The academic secretary of the Thai Fertilizers and Agricultures Supplies Association, Supak Laodee, said chemical fertilizers are not toxic. It is an essential plant nutrient that helps increase productivity for the Thai agricultural sector, especially now that farmers need more productivity to fight the rise in production costs.
"Choosing an efficient chemical or organic fertilizer is, therefore, an important solution. This will not only reduce the cost of production per unit but also add vital organic matter to the soil," said Supak.
This requirement was raised as the Thai government is focusing on transforming into a 100 per cent organic agriculture country. So, many chemicals and pesticides are banned. Some experts and farmers pointed out that organic agriculture could not serve Thailand's objective to become the “kitchen of the world”, therefore, it would be better to promote chemical agriculture in parallel.

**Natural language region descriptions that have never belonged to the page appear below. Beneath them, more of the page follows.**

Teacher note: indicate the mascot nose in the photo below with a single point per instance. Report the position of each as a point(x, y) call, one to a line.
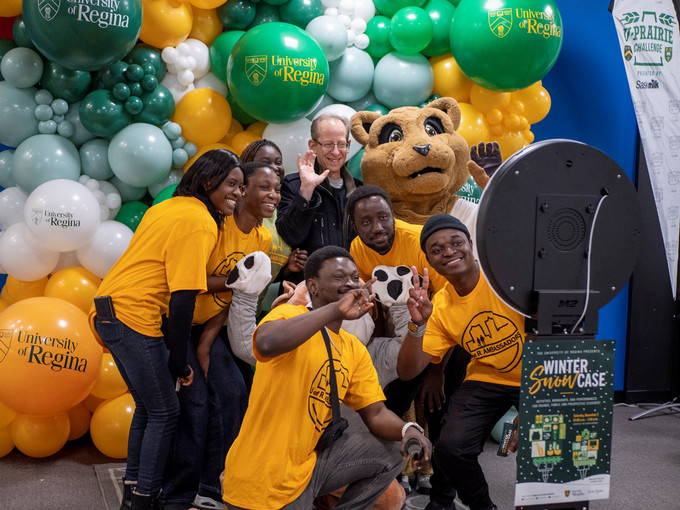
point(422, 149)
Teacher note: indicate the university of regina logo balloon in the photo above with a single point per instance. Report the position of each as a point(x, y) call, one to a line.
point(490, 334)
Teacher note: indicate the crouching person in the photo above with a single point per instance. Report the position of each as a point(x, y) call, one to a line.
point(278, 460)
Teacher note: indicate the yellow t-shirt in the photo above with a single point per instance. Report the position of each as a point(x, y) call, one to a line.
point(169, 252)
point(271, 461)
point(405, 251)
point(232, 246)
point(487, 328)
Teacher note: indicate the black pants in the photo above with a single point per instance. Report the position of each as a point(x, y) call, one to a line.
point(474, 410)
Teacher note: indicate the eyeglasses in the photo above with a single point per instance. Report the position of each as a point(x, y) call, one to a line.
point(329, 146)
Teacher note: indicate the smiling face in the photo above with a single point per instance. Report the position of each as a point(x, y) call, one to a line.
point(374, 223)
point(225, 196)
point(262, 194)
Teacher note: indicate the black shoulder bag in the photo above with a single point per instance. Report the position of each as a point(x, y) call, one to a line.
point(335, 429)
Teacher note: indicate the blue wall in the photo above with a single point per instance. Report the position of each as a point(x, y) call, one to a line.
point(591, 103)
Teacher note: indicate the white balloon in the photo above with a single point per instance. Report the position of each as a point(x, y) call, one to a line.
point(62, 214)
point(23, 256)
point(106, 246)
point(12, 202)
point(292, 140)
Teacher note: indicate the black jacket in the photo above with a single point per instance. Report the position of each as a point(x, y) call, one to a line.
point(310, 225)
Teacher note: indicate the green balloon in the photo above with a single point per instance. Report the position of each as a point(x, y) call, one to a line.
point(102, 115)
point(236, 14)
point(265, 13)
point(389, 7)
point(378, 32)
point(277, 72)
point(66, 84)
point(159, 105)
point(508, 47)
point(411, 30)
point(131, 213)
point(441, 13)
point(300, 12)
point(83, 35)
point(143, 54)
point(164, 194)
point(219, 52)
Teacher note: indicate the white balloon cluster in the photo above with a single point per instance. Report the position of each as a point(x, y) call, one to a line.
point(354, 15)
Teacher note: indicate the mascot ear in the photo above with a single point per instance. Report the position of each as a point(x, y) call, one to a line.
point(361, 125)
point(449, 106)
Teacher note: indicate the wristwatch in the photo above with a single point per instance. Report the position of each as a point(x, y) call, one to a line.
point(411, 424)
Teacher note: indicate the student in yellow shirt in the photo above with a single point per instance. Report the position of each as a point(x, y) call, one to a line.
point(161, 273)
point(274, 462)
point(467, 313)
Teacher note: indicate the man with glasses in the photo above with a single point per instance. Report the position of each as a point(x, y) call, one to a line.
point(310, 214)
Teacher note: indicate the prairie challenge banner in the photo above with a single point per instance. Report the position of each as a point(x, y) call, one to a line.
point(565, 421)
point(648, 35)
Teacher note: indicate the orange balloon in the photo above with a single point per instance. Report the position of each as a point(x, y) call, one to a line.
point(110, 425)
point(49, 359)
point(40, 436)
point(79, 418)
point(207, 25)
point(165, 22)
point(6, 443)
point(242, 140)
point(205, 116)
point(74, 284)
point(473, 126)
point(110, 383)
point(16, 290)
point(449, 79)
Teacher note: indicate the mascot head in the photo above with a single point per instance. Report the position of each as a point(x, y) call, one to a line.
point(415, 155)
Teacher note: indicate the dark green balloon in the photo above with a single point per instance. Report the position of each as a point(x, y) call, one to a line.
point(145, 54)
point(102, 115)
point(219, 52)
point(441, 13)
point(131, 213)
point(236, 14)
point(66, 84)
point(300, 12)
point(159, 105)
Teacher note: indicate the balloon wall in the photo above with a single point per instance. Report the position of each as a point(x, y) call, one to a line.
point(104, 105)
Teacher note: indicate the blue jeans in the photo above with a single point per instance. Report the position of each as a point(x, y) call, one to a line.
point(143, 363)
point(211, 413)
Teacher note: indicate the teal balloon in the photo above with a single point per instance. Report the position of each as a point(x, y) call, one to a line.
point(378, 32)
point(84, 35)
point(441, 13)
point(277, 72)
point(411, 30)
point(354, 165)
point(66, 84)
point(164, 194)
point(17, 114)
point(43, 158)
point(509, 46)
point(389, 7)
point(236, 14)
point(131, 213)
point(402, 80)
point(265, 13)
point(143, 54)
point(219, 52)
point(351, 76)
point(102, 115)
point(300, 12)
point(158, 106)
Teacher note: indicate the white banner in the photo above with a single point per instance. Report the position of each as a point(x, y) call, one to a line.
point(648, 35)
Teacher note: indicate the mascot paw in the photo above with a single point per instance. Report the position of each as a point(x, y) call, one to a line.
point(392, 284)
point(251, 274)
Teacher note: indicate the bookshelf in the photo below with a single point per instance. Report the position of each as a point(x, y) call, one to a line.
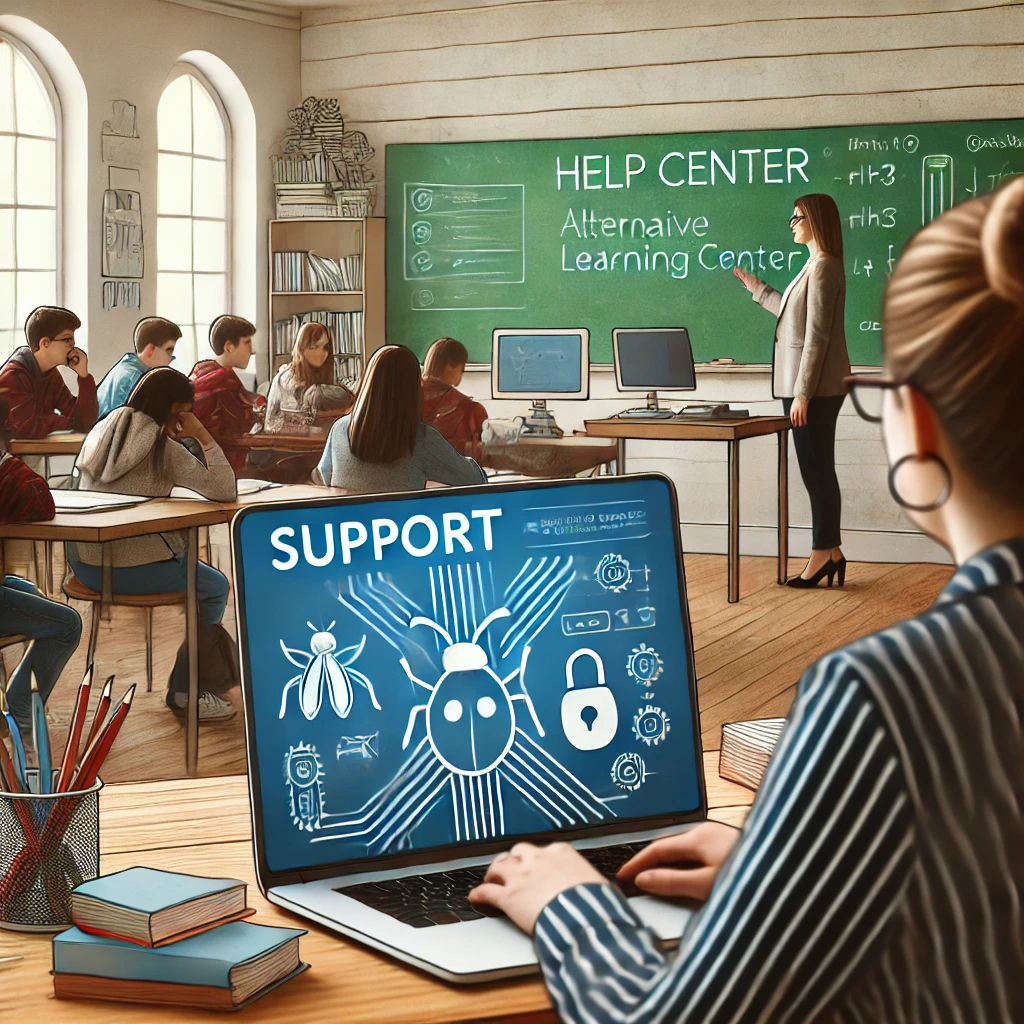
point(354, 313)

A government sector representative, the secretary-general of the Office of Agricultural Economics at the Ministry of Agriculture and Cooperatives, Rapeepat Chantarasriwong, said the office keeps doing research and development in both organic and chemical agriculture.
"The production factors are intensively controlled, including chemical, organic and bio-fertilizers for farmers to use appropriately and adequately to eliminate pests and weeds as well as increase productivity," said Rapeepat.
He said the government realised the importance of organic and chemical agriculture and was ready to support both groups of farmers. As for chemical usage, it needs more discussion from related sectors.